- Satu hal yang ku inginkan dalam hidupku saat ini, yaitu keberadaanmu di sisiku. -
_____________________________
Leon sudah tiba di rumahnya sejak tadi, namun dia masih belum mendapatkan kabar dari Rachel, dan itu benar-benar membuatnya begitu cemas. Mencoba untuk menghubunginya lebih dulu, sangat di sayangkan bahwa ponsel wanita itu tidak bisa di hubungi.
Rasa cemasnya semakin menjadi-jadi, hingga dia pun menyambar jaketnya serta kunci mobil miliknya. Sebelum keluar dari rumahnya, seseorang menahan langkah kakinya, dan itu sedikit membuat Leon berdecak kesal.

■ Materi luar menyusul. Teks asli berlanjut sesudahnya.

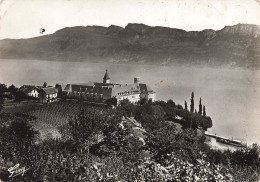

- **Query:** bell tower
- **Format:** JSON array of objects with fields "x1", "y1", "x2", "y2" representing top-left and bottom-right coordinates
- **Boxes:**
[{"x1": 103, "y1": 69, "x2": 110, "y2": 83}]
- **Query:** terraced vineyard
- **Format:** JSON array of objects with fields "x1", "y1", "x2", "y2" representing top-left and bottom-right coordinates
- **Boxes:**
[{"x1": 26, "y1": 102, "x2": 109, "y2": 139}]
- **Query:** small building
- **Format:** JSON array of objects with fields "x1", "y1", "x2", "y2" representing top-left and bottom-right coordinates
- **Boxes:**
[
  {"x1": 38, "y1": 87, "x2": 58, "y2": 103},
  {"x1": 205, "y1": 132, "x2": 245, "y2": 151},
  {"x1": 19, "y1": 85, "x2": 41, "y2": 98}
]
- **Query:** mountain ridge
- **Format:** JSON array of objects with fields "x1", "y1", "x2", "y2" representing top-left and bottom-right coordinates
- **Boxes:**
[{"x1": 0, "y1": 23, "x2": 260, "y2": 68}]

"Apa yang ingin kau lakukan? Akan terjadi badai salju hari ini, tetaplah di rumah!"
"Aku sudah besar, berhentilah mengaturku!" Sahut Leon tanpa membalikkan tubuhnya pada wanita setengah baya yang masih berdiri di tengah-tengah anak tangga.
"Apa kau ingin menemui wanita miskin itu, hah?"
"Siapa yang ibu maksud?" Kini, Leon berbalik, dan menatap tajam wajah ibunya sendiri.
"Kau pikir ibu tidak tahu siapa wanita yang dekat denganmu? Bukankah dia yang sudah membuat putraku satu-satunya ini menjadi pria liar? Dia bahkan sudah berhasil membuatnya kehilangan bagaimana cara memghormati ibunya sendiri."
"Dengar! Sejak kau mengabaikanku ketika aku masih kecil, sejak kau lebih mementingkan pekerjaanmu itu, sejak saat itu juga kau sudah kehilangan rasa hormat dariku! Jadi, berhenti untuk mengaturku, dan jangan mengkambinghitamkan orang lain atas tindakanmu itu!" Tambahnya lagi yang langsung pergi meninggalkan rumah.
Selama perjalanan, Leon terus mencoba menghubunginya. Percuma, selama ponsel wanita itu mati, mau berapa kali pun dia menghubungi Rachel, tetap saja wanita tersebut tidak akan menerimanya. Dengan kecepatan tinggi dia lekas melajukan mobilnya menuju rumah Rachel.
Setibanya disana, ia terus menggedor pintu rumahnya. Mengetahui password rumahnya, Leon langsung menekan beberapa digit nomor yang terdapat pada pintu tersebut, berhasil masuk, dia lekas mencari keberadaannya di dalam.
"Tampaknya dia belum kembali sejak tadi. Astaga Rachel, sebenarnya kemana kau pergi?" Rutuknya frustasi, dan dengan cepat ia kembali meninggalkan rumah tersebut agar bisa mencari keberadaannya.
Ponsel Rachel masih mati, dan itu benar-benar membuat Leon semakin frustasi. Akhirnya dia mencoba untuk menghubungi Liana, yah dia berharap bahwa wanita itu mengetahui keberadaannya.
"Apa yang sedang kau lakukan?" Sahut Leon ketika orang di seberang sana sudah menerima panggilan darinya.
"Apa yang kau katakan? Kau menghubungiku, dan bicara seperti itu." Liana tampak kesal saat mendengar lontaran dingin yang terucap dari seberang telponnya.
"Jawab saja! Kau sedang dimana, dan dengan siapa?"
"Aku berada di rumah Denis untuk makan malam. Sebaiknya, kau juga temani Rachel untuk makan malam nanti, sampaikan padanya bahwa..." Belum menyelesaikan ucapannya, panggilan pun di akhiri secara sepihak oleh Leon, dan hal itu benar-benar membuat Liana berdecak kesal menanggapi sikap Leon yang tidak sopan itu.
Melihat Liana terus menggerutu membuat Denis menghampirinya, dia tertawa kecil ketika melihat Liana memotong beberapa sayuran dengan kesalnya, dan karena itu, ia pun berhasil melukai jarinya sendiri.
Terkena irisan pisau, sontak membuat Liana sedikit meringis, dan dengan cepat Denis membawa jari telunjuk wanita di sampingnya ke westafel, membiarkan air mengalir untuk membersihkan lukanya. Setelahnya, pria itu pun mengambilkan kotak obat, dan lekas mengobatinya.
"Ini semua karena temanmu. Dia menghubungiku, dan tiba-tiba saja mengakhiri panggilannya sebelum aku menyelesaikan ucapanku. Bukankah itu menyebalkan?" Rutuknya lagi.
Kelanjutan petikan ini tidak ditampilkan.